The parties’ petitions for en banc review largely track the arguments they made in their briefing on appeal. Amgen contends that the language of paragraph (l)(2)(A) is mandatory, full stop, and that the statutory right to bring a claim for patent infringement or declaratory relief are not, strictly speaking, remedies at all – let alone exclusive remedies – for failure to provide the specified pre-litigation information. Sandoz, in its petition, argues that the panel misread the statute as requiring post-approval notice of commercial marketing because the word “licensed” in paragraph (l)(8)(A) “simply refers to the product that will be marketed” not to the product at the time of notice – and that the majority “compounded its error” by holding that the notice was mandatory and enforceable. On Tuesday, August 25, the Federal Circuit called for the parties to respond to each other’s petitions. Those responses are due September 8.

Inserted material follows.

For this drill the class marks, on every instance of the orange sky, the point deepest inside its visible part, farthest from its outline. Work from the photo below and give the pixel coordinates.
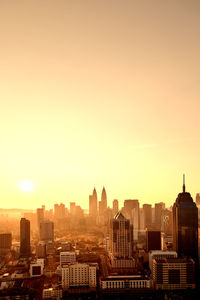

Meanwhile, on Wednesday August 26, Amgen filed an emergency motion, for injunctive relief pending en banc consideration, asking the full court to “preserve the status quo” after the injunction issued by the Amgen panel expires on September 2. Yesterday, on August 27, Sandoz filed a letter response asking for permission to respond on August 31 and contending that “any ‘emergency’ is entirely of Amgen’s own making” since it could have moved for injunctive relief at any time since the July 21 panel decision. The Federal Circuit usually decides emergency motions for interim relief quickly. Although the court does not usually issue substantive opinions on these motions, its disposition of them is often informative (though by no means decisive) as to the ultimate outcome of the appeal. That was certainly the case for Amgen’s previous motion for interim relief pending the panel decision; the panel granted the motion without comment and later issued its opinion keeping the interim injunction in effect.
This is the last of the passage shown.